Roadworks could kill our business, says farmer

Road closed sign alongside some traffic cones on a country roadImage source, Getty Images
Image caption,

Tena Roberts wants signs to state that her fruit farm is open for business

  • Published

A fruit farmer on the border of Shropshire and Staffordshire is concerned that nearby roadworks could kill her business.

Tena Roberts, who owns Bearstone Fruit Farm between Loggerheads and Woore said poor signage on work by Staffordshire County Council last week turned customers away.

She also expressed concerns that upcoming roadworks from the authority, and later work by Shropshire Council in the area could exacerbate the problem.

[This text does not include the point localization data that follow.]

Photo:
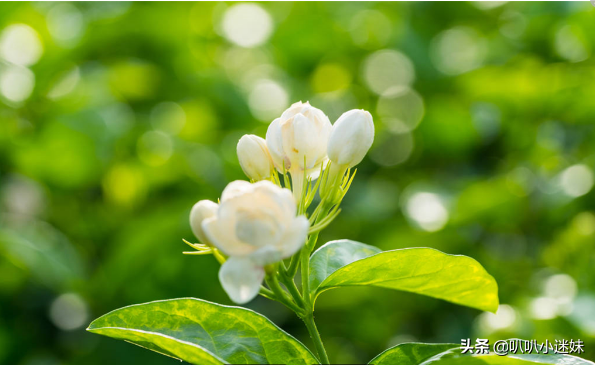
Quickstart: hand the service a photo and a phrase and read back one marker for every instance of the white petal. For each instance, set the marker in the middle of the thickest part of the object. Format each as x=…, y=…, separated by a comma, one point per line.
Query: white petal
x=281, y=196
x=266, y=255
x=351, y=138
x=295, y=236
x=254, y=157
x=275, y=144
x=235, y=188
x=200, y=211
x=223, y=238
x=241, y=279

Staffordshire County Council said access to businesses and residents was being maintained where possible, with signed diversion routes.

Ms Roberts said she wanted signs for future works to tell people that the business would still be open.

Shropshire Council said it had reiterated the need to place business open as usual signs on site, to its contractor.

Image source, Google Maps
Image caption,

Bearstone fruit farm sits between Loggerheads and Woore, on the Shropshire-Staffordshire border

"These few weeks are our harvest. We work all year on the fruit farm, and our harvest is for six to eight weeks, in June, July, and a little bit of August," Ms Roberts told the BBC.

"That's when we take our income for the year, quite simply. All these roadworks are cutting us off."

"We feel like we're on a little island and nobody can really get to us, or they think they can't get to us due to all the signs," she said.

Ms Roberts said just three cars visited them on the first day of the works last week.

"When these signs are up, unless they're clear, people don't come," she said.

"There's three main access roads to us, all of those said 'road ahead closed'. People quite simply just turn around, they give up."